Two interventions have been designed for the screening and the prevention of malnutrition: the Prevention of Malnutrition in Senior Subjects project, which aims to prevent protein energy malnutrition in older populations by administering a protein screener questionnaire,57 and the “NutriLive” project, which aims to improve knowledge of professionals about the nutritional needs of older adults.58

Physical activity is the main aim of two intervention projects: one project is a multi-component community-based exercise intervention that aims to improve gait patterns, balance and functional fitness,59 which has resulted in an improvement in physical performance of subjects observed up to 18 months after intervention. Positive results in the management of frailty have also been achieved by preventive home visits or multi-professional senior group meetings on the progression of frailty.60 Favourable effects on frailty indicators have also been observed using nutritional supplementation, cognitive training and combined multi-component interventions, e.g. combining physical exercise with nutritional supplementation.61

The Frailty, Falls and Functional Loss Education programme is an online course intended to improve knowledge about the aging process, falls and functional decline, to promote independent living, and to provide strategies to promote active ageing and maintain independent living.62

In relation to medication, an Italian research group has developed a computerised prescription support system to manage polypharmacy and adverse drug reactions.63

Multi-factorial intervention programmes that include physical activity, nutrition and medication are effective, as demonstrated by one randomised, controlled trial. For this reason, the Personalised ICT Supported Service for Independent Living and Active Ageing project was developed.
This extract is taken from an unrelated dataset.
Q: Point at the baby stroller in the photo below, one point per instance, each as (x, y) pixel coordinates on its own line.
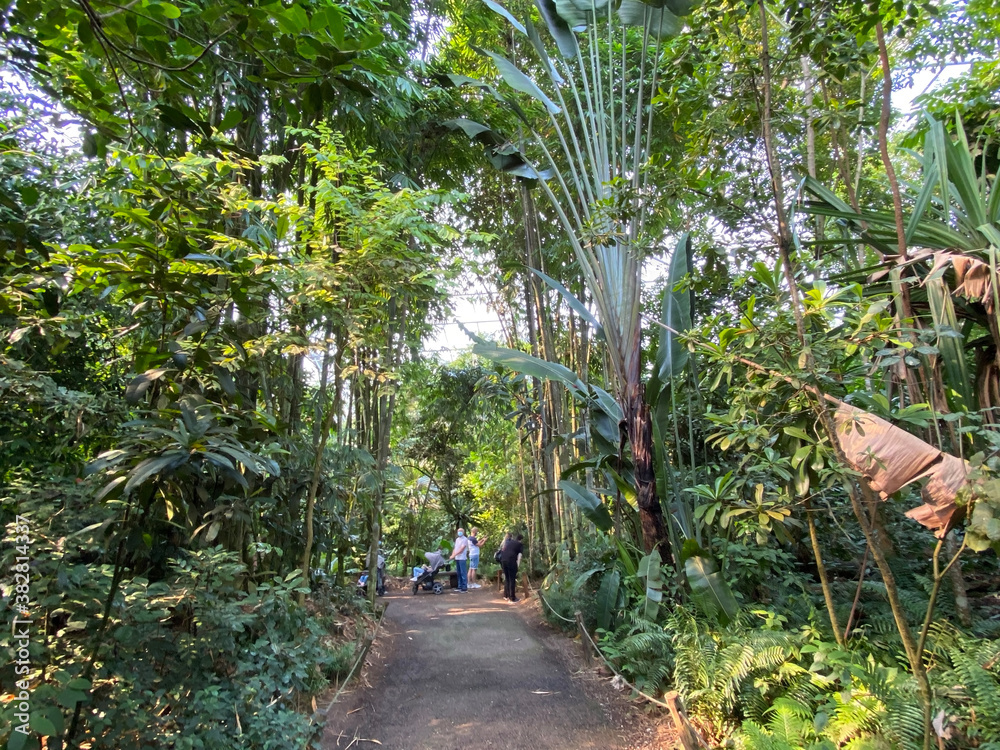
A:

This project involves health promotion and education interventions to improve self-management programmes for physical activity, cognition and nutrition.64,65


Further studies need to investigate the implementation of frailty models within a limited geographical area of a health service organisation context (i.e. health house, health district) in order to evaluate the organisation of a service network based on the frailty approach as a comprehensive method of addressing chronic diseases and health and social needs and preventing health inequalities. This frailty-based approach to ageing and non-communicable diseases could represent the criterion for access to social and health services, within a model that combines primary, secondary and tertiary prevention. Its implementation is favourably influenced by a proactive contact modality that reverses the current paradigm in which services respond to welfare requests without having a clear overall welfare demand in relation to the reference population.